A word embedding model is a model that can provide numerical vectors for a given word. Using the Gensim’s downloader API, we can download pre-built word embedding models like word2vec, fasttext, GloVe and ConceptNet. These are built on large corpuses of commonly occurring text data such as wikipedia, google news etc.
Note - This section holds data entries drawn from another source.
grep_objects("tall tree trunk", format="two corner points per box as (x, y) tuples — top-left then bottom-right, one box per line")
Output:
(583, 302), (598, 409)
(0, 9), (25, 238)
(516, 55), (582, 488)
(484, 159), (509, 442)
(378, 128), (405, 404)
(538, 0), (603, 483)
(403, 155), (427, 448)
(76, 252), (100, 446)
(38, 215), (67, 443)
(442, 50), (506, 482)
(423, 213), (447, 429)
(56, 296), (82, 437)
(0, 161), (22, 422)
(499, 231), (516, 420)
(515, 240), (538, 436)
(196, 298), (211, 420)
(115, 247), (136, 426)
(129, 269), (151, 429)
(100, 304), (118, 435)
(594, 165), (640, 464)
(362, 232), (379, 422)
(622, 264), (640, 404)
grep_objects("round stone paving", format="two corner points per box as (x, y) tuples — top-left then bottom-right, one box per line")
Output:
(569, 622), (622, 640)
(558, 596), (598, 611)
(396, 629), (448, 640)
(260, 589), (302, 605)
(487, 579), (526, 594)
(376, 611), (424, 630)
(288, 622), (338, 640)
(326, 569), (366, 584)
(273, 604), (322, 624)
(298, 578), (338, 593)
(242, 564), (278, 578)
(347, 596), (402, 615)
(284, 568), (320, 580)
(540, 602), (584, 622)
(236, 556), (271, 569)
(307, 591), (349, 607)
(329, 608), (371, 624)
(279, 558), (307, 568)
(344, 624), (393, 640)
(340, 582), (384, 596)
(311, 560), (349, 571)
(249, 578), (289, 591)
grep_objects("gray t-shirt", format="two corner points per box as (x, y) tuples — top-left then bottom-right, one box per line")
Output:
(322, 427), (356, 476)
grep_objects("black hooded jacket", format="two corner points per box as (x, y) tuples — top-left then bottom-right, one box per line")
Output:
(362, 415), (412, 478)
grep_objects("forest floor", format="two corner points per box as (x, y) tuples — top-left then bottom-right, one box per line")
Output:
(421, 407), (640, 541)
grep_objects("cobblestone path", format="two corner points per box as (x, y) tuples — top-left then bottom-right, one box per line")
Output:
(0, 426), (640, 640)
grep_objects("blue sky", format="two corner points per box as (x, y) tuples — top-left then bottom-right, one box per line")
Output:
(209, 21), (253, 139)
However, if we are working in a specialized niche such as technical documents, we may not be able to get word embeddings for all the words. So, in such cases its desirable to train our own model.

In [1]:
import gensim
from gensim.models.word2vec import Word2Vec
import gensim.downloader as api
from multiprocessing import cpu_count

In [15]:
import warnings
warnings.simplefilter(action='ignore')

In [3]:
dataset=api.load('text8')

In [4]:
data=[wd for wd in dataset]

In [8]:
data[0][:5]

['anarchism', 'originated', 'as', 'a', 'term']

In [9]:
#splitting the data into 2 parts,Later part will be used to update the model.
data_part1=data[:1000]
data_part2=data[1000:]

In [10]:
#Train te word2vec model.The default length of vectors in 100
model=Word2Vec(data_part1,min_count=0,workers=cpu_count())

In [16]:

model['topic']

array([ 0.5913536 , -0.4669403 ,  0.2300151 , -0.0326189 ,  0.82428384,
        1.0622251 ,  0.41448697,  0.3202088 , -0.4964485 ,  1.2178779 ,
        0.36397702, -0.32891572,  0.09694634,  0.5569295 , -1.1447318 ,
        0.592945  , -0.7436546 , -0.3540702 , -0.18498786, -0.4505671 ,
        0.26177293,  0.59536797, -0.302518  , -1.5558119 ,  0.18977602,
       -0.57413954, -1.725028  , -1.4557137 ,  0.10832078, -0.59584504,
        0.764049  , -0.40850034, -0.29667923, -0.90620416, -0.8371268 ,
       -0.8163875 ,  0.5548657 , -0.9921423 ,  0.65224427,  0.89225054,
       -0.64238834,  0.0553678 ,  0.23970193, -0.47748867,  0.2895233 ,
       -0.6060436 , -0.54446214, -0.28231296,  0.3759572 ,  0.4926797 ,
        0.691612  , -0.31964317,  1.7561483 , -0.5470852 ,  0.3934648 ,
        0.05594723, -0.85763055, -0.43768674, -0.72433746,  0.6842822 ,
       -0.94029146, -0.11017247, -0.5186951 ,  0.14269929, -0.83399725,
       -0.2777898 , -0.06652811, -0.9678803 , -0.4636435 ,  0.66

In [18]:
model.most_similar('topic')

[('discussion', 0.7643040418624878),
 ('consensus', 0.7583703994750977),
 ('interpretation', 0.7362848520278931),
 ('speculation', 0.7311907410621643),
 ('discussions', 0.7196162939071655),
 ('discourse', 0.7167651653289795),
 ('explanation', 0.7145833969116211),
 ('opinion', 0.7082844972610474),
 ('debate', 0.701775074005127),
 ('viewpoint', 0.6989355683326721)]

#### save the model

In [None]:
#model.save('newmodel')

#### load the model


In [None]:
#model=Word2Vec.load('newmodel')

## Update existing word2vec model

However, when a new dataset comes, you want to update the model so as to account for new words.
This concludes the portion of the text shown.